Question

From the RFC for card 4.0 I learned that vcard 4.0 is always utf-8.

I am using ez-vcard to export contacts into a export.vcf file transferred via http:

response.setContentType("text/vcard; charset=utf-8");
response.setStatus(HttpServletResponse.SC_OK);
PrintWriter writer = response.getWriter();

VCardWriter vCardWriter = new VCardWriter(writer, VCardVersion.V4_0);

// add cards...

vCardWriter.close();

Guess what? Characters are not being encoded properly. If I open the file in a text editor, I see characters are messed up.

Any help?

Était-ce utile?

La solution

It may be ignoring the character encoding specified in the content type because you are setting it to something other than text/html.

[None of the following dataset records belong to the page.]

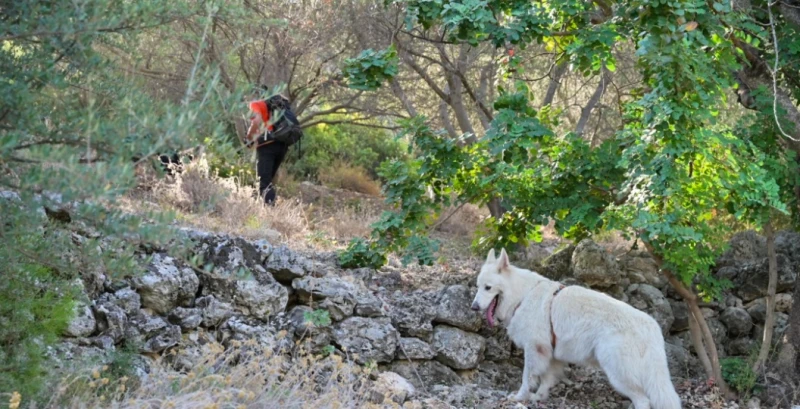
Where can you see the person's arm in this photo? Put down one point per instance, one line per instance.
(255, 123)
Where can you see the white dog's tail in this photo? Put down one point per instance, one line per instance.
(661, 393)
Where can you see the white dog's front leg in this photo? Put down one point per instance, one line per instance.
(538, 361)
(524, 389)
(554, 372)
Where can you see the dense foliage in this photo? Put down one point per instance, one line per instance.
(73, 127)
(670, 169)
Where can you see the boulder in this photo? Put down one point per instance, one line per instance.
(718, 331)
(737, 321)
(741, 346)
(213, 311)
(261, 298)
(743, 247)
(250, 329)
(315, 337)
(457, 348)
(368, 339)
(394, 387)
(787, 242)
(414, 348)
(424, 374)
(558, 265)
(757, 310)
(127, 299)
(647, 298)
(498, 346)
(681, 314)
(340, 297)
(165, 286)
(453, 308)
(595, 267)
(412, 313)
(83, 323)
(261, 301)
(186, 318)
(640, 268)
(286, 265)
(498, 375)
(751, 278)
(783, 303)
(111, 320)
(147, 324)
(678, 358)
(167, 337)
(229, 254)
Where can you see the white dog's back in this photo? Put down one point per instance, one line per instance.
(585, 327)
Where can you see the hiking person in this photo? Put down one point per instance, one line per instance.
(277, 129)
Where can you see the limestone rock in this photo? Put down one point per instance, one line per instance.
(414, 348)
(647, 298)
(370, 339)
(456, 348)
(737, 321)
(453, 308)
(595, 267)
(165, 286)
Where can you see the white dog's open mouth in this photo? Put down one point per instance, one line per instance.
(490, 311)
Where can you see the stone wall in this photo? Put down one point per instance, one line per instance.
(429, 336)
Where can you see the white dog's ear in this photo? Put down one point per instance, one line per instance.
(502, 262)
(491, 258)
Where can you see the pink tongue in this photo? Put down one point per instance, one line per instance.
(490, 312)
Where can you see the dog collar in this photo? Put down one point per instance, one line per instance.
(552, 330)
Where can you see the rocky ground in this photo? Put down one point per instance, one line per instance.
(414, 323)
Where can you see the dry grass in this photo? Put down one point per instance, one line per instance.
(345, 176)
(216, 204)
(348, 222)
(247, 375)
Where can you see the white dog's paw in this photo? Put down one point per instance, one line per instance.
(538, 398)
(520, 396)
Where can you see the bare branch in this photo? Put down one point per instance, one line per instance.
(586, 112)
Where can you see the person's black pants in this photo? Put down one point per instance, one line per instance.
(270, 157)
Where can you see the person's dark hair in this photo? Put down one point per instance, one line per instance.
(278, 102)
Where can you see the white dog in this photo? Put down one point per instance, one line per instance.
(556, 325)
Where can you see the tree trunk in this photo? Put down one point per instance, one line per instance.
(560, 70)
(794, 327)
(496, 209)
(708, 347)
(769, 326)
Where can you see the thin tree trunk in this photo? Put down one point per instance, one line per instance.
(586, 112)
(555, 82)
(769, 326)
(697, 342)
(709, 346)
(794, 327)
(444, 115)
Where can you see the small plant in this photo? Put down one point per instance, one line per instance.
(361, 253)
(354, 178)
(328, 350)
(371, 68)
(738, 373)
(318, 318)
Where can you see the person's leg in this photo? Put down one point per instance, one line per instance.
(266, 163)
(277, 159)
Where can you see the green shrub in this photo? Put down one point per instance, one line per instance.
(324, 145)
(738, 373)
(35, 308)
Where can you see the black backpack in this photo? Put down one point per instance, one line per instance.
(287, 129)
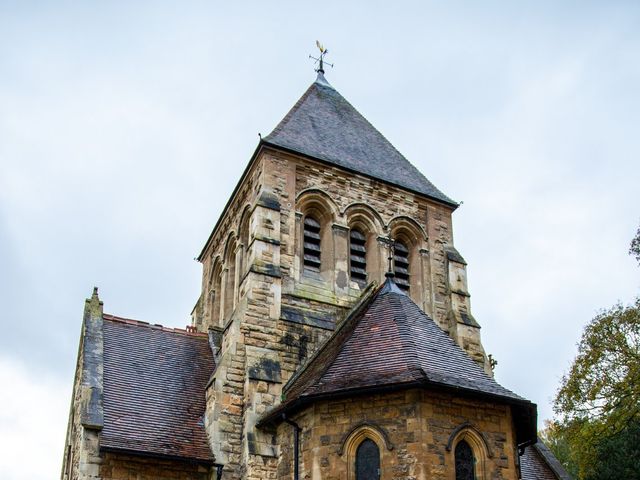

Try setting the character encoding using setCharacterEncoding() instead (make sure to call it before calling getWriter()).

response.setContentType("text/vcard");
response.setCharacterEncoding("UTF-8");
response.setStatus(HttpServletResponse.SC_OK);
PrintWriter writer = response.getWriter();

Also, make sure your text editor is reading the file correctly. During my testing, I found that Eclipse would not display UTF-8 characters correctly, because it was configured to load the file under a different character set. Try viewing the file contents from the terminal:

cat the-vcard-file.vcf

EDIT: One more thing: Do not close the VCardWriter object. This will close the servlet's PrintWriter object, which you must never close!!